Size-Dependent UV-C Communication Performance of AlGaN Micro-LEDs and LEDs

Optimal LED size is an important topic for high-speed UV-C wireless communication but still lacks sufficient investigation. In this work, we study the size effect of UV-C LEDs based on the entire communication system, including modulation bandwidth, channel attenuation, optical coupling between LED and lenses, and energy efficiency (EE) at optimal operating currents. The maximum data rates of the 60, 80, 100, 150, 200, and 300-mu m UV-C LED based systems are 2.64, 2.66, 2.65, 2.64, 2.35, and 2.18 Gbps, respectively, using discrete multitone modulation and bit-power loading method.
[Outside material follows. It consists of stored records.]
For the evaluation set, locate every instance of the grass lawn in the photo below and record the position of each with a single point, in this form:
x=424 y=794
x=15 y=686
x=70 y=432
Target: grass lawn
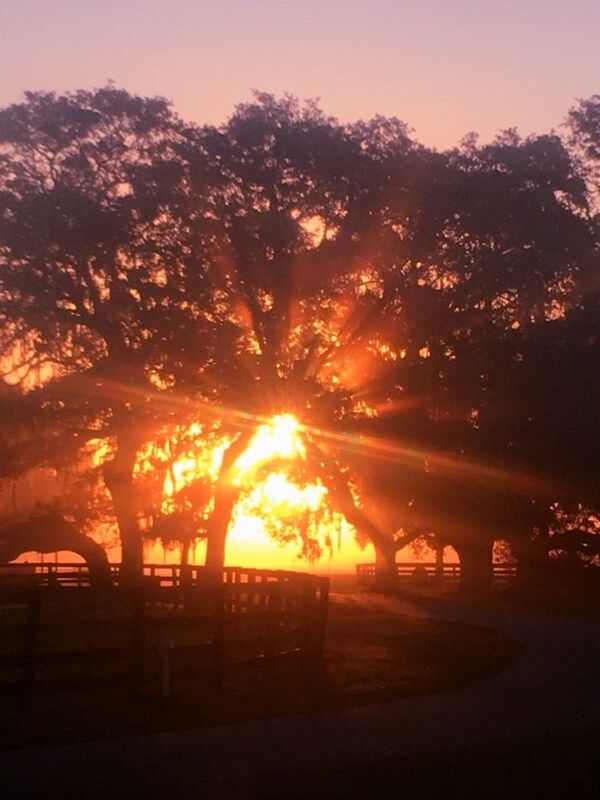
x=371 y=655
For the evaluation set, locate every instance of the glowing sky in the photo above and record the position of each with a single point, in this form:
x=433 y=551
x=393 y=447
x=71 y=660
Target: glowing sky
x=444 y=66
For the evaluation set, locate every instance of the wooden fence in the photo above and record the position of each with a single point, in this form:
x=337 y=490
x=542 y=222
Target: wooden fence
x=419 y=572
x=172 y=625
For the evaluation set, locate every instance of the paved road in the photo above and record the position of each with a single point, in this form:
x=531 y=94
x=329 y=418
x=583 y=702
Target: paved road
x=555 y=683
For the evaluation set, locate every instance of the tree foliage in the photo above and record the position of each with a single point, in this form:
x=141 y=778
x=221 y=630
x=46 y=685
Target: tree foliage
x=430 y=318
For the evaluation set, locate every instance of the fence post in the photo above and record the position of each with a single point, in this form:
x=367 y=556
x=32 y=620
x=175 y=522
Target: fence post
x=218 y=636
x=30 y=634
x=137 y=642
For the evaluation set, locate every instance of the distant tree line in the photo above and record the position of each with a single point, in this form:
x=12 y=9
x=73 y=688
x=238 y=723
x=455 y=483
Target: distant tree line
x=432 y=318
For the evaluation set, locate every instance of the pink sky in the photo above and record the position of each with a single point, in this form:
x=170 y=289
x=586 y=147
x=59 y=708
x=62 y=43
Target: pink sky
x=446 y=67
The higher data rate communication over 2.6 Gbps of the systems with the UV-C LEDs smaller than 150 mu m can be attributed to larger optical modulation bandwidth, spectral efficiency (SE) and average signal-to-noise ratio (SNR) at optimal operating currents, e.g., the optical modulation bandwidth, SE, average SNR, and the ratio of average SNR to light output power of 60-mu m UV-C micro-LED based communication system are 1.10, 1.16, 1.11 and 4.25 times higher than those of the 300-mu m LED based communication system, respectively, demonstrating the advantage of smaller micro-LEDs in UV-C communication. Furthermore, the 60-mu m UV-C micro-LED based communication link can achieve a high EE of 7.88 Gbits/Joule, which is 3.16 times higher than that of the 300-mu m LED based system. Our work gives insights to the studies on the high-speed and high-efficiency UV-C communications.

Automated summary

This study investigates the size effect of UV-C LEDs on the entire communication system, including modulation bandwidth, channel attenuation, optical coupling, and energy efficiency. Smaller UV-C LEDs demonstrate higher data rates and energy efficiency in UV-C communication, attributed to larger optical modulation bandwidth, spectral efficiency, and signal-to-noise ratio at optimal operating currents.